Transportation for the Elderly

Second to Maine, Vermont is the most rural state in the nation, posing a challenge for the non-driving elderly to get to the doctor, the grocery store, the bank, or simply to enjoy lunch with a friend. Fortunately, the non-profit organization, Vermont’s Area Agencies on Aging, provides transportation services to help meet the needs of our elders. Depending on the county in which a Vermont resident who is 60 or older lives, a specific agency under the umbrella of Vermont’s Area Agencies on Aging are available: Champlain Valley Agency on Aging, Central Vermont Council on Aging, Southwest Vermont Council on Aging, Senior Solutions, Area Agency on Aging for Northeast Kingdom.

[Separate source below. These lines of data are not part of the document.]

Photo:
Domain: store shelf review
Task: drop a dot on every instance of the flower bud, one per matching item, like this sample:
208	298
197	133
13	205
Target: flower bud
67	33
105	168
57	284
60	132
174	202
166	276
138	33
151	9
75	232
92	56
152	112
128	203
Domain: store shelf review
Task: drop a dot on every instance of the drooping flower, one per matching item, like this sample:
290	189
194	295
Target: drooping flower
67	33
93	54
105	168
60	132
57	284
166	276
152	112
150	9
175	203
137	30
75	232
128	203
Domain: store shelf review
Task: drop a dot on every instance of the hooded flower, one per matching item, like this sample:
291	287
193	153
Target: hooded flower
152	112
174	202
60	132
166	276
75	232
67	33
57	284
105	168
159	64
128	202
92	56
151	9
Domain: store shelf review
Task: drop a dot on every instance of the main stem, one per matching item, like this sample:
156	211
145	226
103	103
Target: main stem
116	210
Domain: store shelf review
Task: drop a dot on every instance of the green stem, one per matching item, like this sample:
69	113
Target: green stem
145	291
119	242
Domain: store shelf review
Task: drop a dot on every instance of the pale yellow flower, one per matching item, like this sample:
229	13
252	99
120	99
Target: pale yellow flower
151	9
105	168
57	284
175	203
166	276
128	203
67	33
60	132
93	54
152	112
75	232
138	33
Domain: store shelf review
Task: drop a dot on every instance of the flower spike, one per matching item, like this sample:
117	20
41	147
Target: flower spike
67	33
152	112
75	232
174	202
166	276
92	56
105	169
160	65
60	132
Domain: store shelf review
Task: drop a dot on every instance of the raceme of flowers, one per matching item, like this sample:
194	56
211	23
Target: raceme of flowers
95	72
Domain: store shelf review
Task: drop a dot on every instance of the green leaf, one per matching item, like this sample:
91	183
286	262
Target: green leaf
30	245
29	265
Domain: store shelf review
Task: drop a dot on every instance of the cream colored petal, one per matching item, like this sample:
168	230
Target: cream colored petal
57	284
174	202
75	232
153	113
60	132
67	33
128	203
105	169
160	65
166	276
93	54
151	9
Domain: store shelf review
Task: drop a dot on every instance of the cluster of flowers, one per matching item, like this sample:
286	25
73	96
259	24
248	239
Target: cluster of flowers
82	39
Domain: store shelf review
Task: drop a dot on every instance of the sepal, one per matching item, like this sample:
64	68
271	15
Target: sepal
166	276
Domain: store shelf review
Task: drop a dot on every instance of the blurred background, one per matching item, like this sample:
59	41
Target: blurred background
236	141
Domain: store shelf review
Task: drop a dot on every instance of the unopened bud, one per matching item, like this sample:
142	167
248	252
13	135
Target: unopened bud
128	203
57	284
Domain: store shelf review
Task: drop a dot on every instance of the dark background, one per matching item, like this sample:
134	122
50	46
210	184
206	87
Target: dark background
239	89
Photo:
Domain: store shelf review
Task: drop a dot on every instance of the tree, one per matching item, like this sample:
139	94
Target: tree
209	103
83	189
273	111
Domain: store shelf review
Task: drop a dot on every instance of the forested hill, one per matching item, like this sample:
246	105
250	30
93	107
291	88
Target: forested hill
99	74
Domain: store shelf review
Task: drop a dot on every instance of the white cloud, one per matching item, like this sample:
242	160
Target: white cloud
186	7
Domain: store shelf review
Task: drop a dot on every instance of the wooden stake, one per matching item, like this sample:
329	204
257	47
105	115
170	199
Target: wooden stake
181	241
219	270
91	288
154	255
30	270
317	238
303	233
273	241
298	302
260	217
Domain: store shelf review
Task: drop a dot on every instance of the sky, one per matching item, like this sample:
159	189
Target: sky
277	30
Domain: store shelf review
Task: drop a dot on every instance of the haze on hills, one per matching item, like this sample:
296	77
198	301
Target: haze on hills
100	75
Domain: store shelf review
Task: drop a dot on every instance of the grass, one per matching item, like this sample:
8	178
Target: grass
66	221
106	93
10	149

The caveat is that these agencies require 24 to 48 hours notice. Understandably, the drivers are busy (some help out of the goodness of their hearts and volunteer). But what happens if your elderly mother wakes up with a fever or cut to the leg that needs medical attention, but doesn’t require calling an ambulance? You can’t leave the critical meeting your boss has attended and are leading. Or maybe your five-year-old is home with a fever and you can’t leave him home alone (you’re a single parent and no one is available, or willing to babysit a sick kid). Then what? You could call a cab to pick up your mother, or just tell your boss you must leave.

Of course, no system is full-proof. But what else can we do to ensure the availability of transportation for our elders, even on a moment’s notice?